Tofo Manta Rays… These magnificent creatures have traditionally been considered as solitary animals that demonstrate very little social interaction. Apparently only aggregating together as part of their elaborate, but rarely observed, courtship and mating ritual. Or at special cleaning stations where they gather to be relieved of their parasites.
Spectacular but periodic aggregations do occur around seasonal concentrations of a rich food source. Such as the coral spawning at Ningaloo Reef in Western Australia. Or the zooplankton storm near Isla Holbox off the northern tip of the Yucatan Peninsular in Mexico.
However a more recent school of thought is that manta rays are actually highly social animals. And that sociability is why they have such highly developed intelligence and the largest known brain of any fish.
Either way a manta ray experience is on the “must-do” list of most divers and underwater photographers. And what is so special about Tofo is the sheer number of manta rays in the area. With about 750 individuals specifically identified and an estimated total population of around 1400. Whereas at other major aggregations 300 to 400 manta rays is the norm…
Tofo Manta Rays – Why Tofo?
The Tofo area benefits from a quite extraordinary set of circumstances. Firstly the southern Mozambique coastline has unique counter-cyclic eddies that produce a rich year-round source of zooplankton. All of which is concentrated in a 200km stretch of coastline, with Tofo as the epicenter.
The availability of this reliable food source means that the area plays a very important role. And field research by the Marine Megafauna Foundation has found that 75% of the identified mantas are female. Indicating the area is probably a critical mating-breeding-birthing area.
Further research by the foundation has shown that the stretch of coastline is also an important manta ray migratory corridor. One which has become a hunting ground for the diverse shark population in the area. And the majority of the mantas have some form of shark bite injury.

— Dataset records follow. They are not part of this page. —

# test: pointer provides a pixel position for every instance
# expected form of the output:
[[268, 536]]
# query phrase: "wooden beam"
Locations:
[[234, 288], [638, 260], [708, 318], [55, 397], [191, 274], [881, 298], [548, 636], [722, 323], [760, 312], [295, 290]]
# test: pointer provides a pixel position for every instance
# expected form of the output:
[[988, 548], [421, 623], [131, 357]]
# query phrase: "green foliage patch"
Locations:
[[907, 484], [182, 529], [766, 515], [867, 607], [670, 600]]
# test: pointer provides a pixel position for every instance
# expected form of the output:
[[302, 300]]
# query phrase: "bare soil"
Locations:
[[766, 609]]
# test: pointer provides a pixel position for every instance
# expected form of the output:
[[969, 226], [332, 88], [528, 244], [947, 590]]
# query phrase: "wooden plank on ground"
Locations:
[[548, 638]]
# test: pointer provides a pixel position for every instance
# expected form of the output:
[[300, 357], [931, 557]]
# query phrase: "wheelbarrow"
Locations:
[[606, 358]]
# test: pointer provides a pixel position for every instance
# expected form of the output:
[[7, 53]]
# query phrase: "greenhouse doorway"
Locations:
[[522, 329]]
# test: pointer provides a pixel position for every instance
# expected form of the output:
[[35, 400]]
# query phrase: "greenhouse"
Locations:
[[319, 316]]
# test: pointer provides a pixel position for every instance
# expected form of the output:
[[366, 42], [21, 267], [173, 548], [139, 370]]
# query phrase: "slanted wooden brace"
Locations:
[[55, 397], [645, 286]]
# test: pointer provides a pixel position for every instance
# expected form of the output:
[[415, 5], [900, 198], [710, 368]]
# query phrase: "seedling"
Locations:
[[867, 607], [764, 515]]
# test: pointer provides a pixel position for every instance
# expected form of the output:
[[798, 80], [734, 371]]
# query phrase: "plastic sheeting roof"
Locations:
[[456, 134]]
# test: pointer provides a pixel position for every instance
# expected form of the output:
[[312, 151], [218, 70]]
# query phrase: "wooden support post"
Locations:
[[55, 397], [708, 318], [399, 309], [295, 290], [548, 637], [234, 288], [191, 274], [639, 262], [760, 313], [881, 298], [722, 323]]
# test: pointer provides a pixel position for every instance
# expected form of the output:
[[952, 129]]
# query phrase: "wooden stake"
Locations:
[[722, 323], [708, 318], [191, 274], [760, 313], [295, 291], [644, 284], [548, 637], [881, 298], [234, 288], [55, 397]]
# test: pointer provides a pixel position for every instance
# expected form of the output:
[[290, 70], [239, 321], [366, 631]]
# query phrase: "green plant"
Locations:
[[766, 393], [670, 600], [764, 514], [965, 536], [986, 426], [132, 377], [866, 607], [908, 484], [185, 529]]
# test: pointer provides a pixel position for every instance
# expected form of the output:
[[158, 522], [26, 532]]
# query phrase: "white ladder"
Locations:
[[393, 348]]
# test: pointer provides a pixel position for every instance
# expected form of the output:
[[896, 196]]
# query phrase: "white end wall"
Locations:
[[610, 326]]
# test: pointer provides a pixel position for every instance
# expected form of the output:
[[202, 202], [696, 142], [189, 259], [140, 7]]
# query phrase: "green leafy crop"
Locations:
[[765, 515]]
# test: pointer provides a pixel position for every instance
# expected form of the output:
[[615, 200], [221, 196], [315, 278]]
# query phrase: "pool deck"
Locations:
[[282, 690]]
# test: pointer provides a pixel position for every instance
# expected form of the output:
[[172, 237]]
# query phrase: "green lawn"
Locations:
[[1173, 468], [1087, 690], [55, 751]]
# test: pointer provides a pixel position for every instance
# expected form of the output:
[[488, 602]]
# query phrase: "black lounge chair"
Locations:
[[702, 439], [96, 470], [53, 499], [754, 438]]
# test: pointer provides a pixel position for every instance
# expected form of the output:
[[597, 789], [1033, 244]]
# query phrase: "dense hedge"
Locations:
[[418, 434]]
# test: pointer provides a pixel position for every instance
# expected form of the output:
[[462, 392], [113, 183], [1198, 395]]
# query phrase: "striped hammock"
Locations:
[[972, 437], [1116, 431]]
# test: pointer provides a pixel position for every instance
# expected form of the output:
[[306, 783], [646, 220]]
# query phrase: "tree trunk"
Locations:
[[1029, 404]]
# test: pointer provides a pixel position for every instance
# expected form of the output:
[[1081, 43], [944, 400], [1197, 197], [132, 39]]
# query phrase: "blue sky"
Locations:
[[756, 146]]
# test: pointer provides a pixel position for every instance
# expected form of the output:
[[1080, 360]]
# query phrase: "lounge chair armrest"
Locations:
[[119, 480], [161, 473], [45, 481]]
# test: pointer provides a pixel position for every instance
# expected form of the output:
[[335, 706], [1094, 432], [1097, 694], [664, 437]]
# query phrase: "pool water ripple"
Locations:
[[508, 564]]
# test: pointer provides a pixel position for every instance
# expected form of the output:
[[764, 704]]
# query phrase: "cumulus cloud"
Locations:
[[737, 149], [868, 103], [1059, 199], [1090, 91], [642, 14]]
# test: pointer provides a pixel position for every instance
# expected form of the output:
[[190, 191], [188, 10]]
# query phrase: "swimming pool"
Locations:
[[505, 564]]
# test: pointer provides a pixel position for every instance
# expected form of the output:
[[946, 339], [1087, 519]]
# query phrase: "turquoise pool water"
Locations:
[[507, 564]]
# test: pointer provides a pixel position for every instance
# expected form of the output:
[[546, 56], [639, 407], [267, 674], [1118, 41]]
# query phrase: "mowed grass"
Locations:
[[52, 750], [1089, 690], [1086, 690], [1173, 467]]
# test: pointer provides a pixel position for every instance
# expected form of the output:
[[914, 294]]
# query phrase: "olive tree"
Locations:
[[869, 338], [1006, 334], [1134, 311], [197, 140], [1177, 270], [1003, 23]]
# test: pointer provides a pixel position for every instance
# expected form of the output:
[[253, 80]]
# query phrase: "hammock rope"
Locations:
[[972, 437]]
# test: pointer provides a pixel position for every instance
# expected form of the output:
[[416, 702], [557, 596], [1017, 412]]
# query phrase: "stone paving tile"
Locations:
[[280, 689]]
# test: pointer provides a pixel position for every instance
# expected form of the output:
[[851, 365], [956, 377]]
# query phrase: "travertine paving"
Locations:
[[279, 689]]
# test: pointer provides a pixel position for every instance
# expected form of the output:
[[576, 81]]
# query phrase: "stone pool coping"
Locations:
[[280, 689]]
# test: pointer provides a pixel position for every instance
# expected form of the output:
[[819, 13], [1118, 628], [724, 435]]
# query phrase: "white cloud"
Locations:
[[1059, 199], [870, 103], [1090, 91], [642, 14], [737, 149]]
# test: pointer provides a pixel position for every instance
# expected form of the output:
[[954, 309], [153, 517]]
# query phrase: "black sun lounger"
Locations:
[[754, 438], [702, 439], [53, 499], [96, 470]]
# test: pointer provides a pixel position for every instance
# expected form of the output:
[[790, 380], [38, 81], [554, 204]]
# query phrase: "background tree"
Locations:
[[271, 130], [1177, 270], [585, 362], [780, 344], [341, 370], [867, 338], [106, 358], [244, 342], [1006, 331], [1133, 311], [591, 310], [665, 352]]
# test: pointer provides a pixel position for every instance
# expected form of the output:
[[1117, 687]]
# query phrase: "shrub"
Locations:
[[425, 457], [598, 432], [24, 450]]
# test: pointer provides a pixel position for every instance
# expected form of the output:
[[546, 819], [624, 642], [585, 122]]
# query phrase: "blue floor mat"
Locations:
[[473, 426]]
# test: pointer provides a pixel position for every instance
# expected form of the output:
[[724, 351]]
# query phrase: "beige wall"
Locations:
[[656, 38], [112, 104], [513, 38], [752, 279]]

The attacks appear to be random and opportunistic in nature. Whereby the shark spots the manta and then attacks from behind. Right in the ray’s blind spot…
Usually the shark manages a single bite before the startled manta accelerates away towards safety. It’s almost (but not quite…) a win-win situation. Because the shark is happy to have had a “manta snack” while the manta is presumably happy to have survived! And, because all of it’s main organs are concentrated around its core, such attacks are rarely if ever fatal.
Investigation of the actual wounds indicates that the majority of the injuries are the result of tiger and bull shark attacks. However, a total of 11 other sharks have also been positively identified as the predator.
Tofo Manta Rays – Cleaning Stations
Large marine creatures inevitably suffer from significant numbers of tiny parasites. Which are extremely difficult for them to remove and, while breaching is known to be a way of communicating, it is also thought to be a form of shock treatment used to shake them free.
But just as large reef fish and moray eels develop relationships with smaller fish and shrimp. Allowing them to feed on their parasites, under a temporary truce in the eternal cycle of hunt and eat. Mantas also frequent specific “cleaning stations”, where they will hover patiently while cleaner fish perform a similar routine.
Cleaning stations, such as the one at Gona Bara Bara island in Milne Bay, Papua New Guinea. Or at Manta Mantra in the Dampier Strait, Raja Ampat, are the perfect places to observe these magnificent creatures as they linger and allow the parasites to be removed.
However it is unusual for individual mantas to remain around a cleaning station for much more than an hour. But in the Tofo area it is quite normal for mantas to remain for several hours at a time. Because not only are their parasites being removed, their wounds are being cleaned of dead and infected flesh, thus allowing them to make a full recovery from their attacks.
Interestingly it has been observed that different types of fish service different parts of the mantas. With butterfly fish specializing in the bite wounds, while sergeant majors clean the manta’s mouths and cleaner wrasse do the gills.
Tagging of the mantas has established that they only visit the cleaning stations during the day. Never at night or dusk/dawn – thus avoiding the main shark activity periods.
Tofo Manta Rays – Code of Conduct
The presence of the manta rays in the Tofo area is clearly a delicately balanced mechanism. And while they offer a very special opportunity for divers to see them close-up, the intrusion of divers could easily upset that fine balance.
Therefore the Marine Megafauna Foundation and the dive operators have developed a Code of Conduct for Tofo Manta Rays – to be followed by scuba divers when on the reefs that host the cleaning stations.
Divers are not allowed to enter the immediate “comfort zone” of the manta rays at the cleaning stations. Instead there are designated observation areas where the divers are positioned so that the mantas are not intimidated by their presence. What this often means is that the mantas will come and investigate the visitors meaning that the encounters can be just as intimate but very much on their terms.